How A Short Sale & Foreclosure Can Hurt Your Credit Scores

Short_Sale

Impact to Credit Scores: Short Sales and Foreclosure

2018-06-26 13:59:26
Tracy Becker

What impact does a short sale or foreclosure have on my credit score? Some consumers get told answers that are completely incorrect and given to them by “so called” professionals they expect to have the education and expertise to inform them accurately.

The truth is there is no way to know exactly what will happen to the credit scores after a short sale or foreclosure, since each credit profile is different and unique.

A short sale is when the lender approves on the homeowners request to sell the home for less than the mortgage owed, there are two types of short sales.

Short Sale with NO deficiency balance:

This type of short sale means that the bank will forgive the remainder of the debt on the mortgage and accept the sale of the home for less. The sellers will not have to pay back the balance on their mortgage.
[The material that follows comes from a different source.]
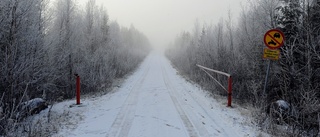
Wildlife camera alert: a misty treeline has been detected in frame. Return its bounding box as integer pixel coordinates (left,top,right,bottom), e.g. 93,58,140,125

A 780 FICO Score will drop to a 655 – 675.

A 720 FICO Score will drop to a 605 – 625.

A 680 FICO Score will drop to 610 – 630.

Short Sale with a deficiency balance:

This type of short sale means that the bank will not forgive the remainder of the debt. The sellers will still need to pay back the rest of their mortgage after the short sale is complete.

A 780 FICO Score will drop to a 620 – 640.

A 720 FICO Score will drop to a 570 – 590.

A 680 FICO Score will drop to 575 – 595.

While this information can never be completely accurate, the best course of action would be to reach out to a credit adviser that is not only well educated, but also has a wealth of experience. With 25 years of reputable credit experience and education, I can ensure my team and myself will be committed to providing expert service and working towards you credit goals. Please feel free to reach out to me with any other credit questions or inquiries.         

What is a foreclosure?

The option for a short sale is available prior to the home or property going into foreclosure. A foreclosed-on home is owned entirely by the financial institution that hold the mortgage, the previous owners are evicted by the lender in this case. The bank of lender will then put the home up for auction or sell through an agent to try and make back the balance due on the mortgage. In this event, the previous owner will likely be restricted on future home purchases, it could be 5 to 7 years until they are eligible to purchase again.

Having a foreclosure will cause severe damage to credit scores and will remain on reports for 7 years, scores could drop by 200 – 400 points depending on how high scores were prior and other information reporting. It’s likely, if someone reaches foreclosure, that their credit is already significantly damaged.

What should be considered before moving forward with a short sale

There are many areas that must be reviewed before making an educated decision whether entering a short sale is the best choice for each individual.  One must look at future and short term goals that may be affected by the damage done to the credit as well as legal and tax consequences.

  1. First a consumer must evaluate comparable houses in the area that have sold recently to consider what the right price to place the home on the market would be.
  2. Getting a realtor involved that has experience with short sales can be very helpful.
  3. Pull a current copy of your credit report and FICO scores to see where you are at in regards to your current credit condition.
  4. Have a credit expert access the damage a short sale will cause to your credit and the time it will take to recover.  They must consider your short term financial goals.
  5. Consult with a CPA and a real estate attorney to find out the tax and legal consequences involved in the process.
  6. The realtor should be able to tell you if they believe, based on your financial situation, whether the short sale will be approved.

Moving forward with a short sale must be approached with thought and strategy keeping in mind future plans and credit score sacrifices.   Although all consumers want to protect their scores if you can’t pay your bills, put food on the table, and you are up all night worrying sacrificing your credit is a small price to pay since credit is never terminal.  As time goes by and delinquencies age credit scores will improve.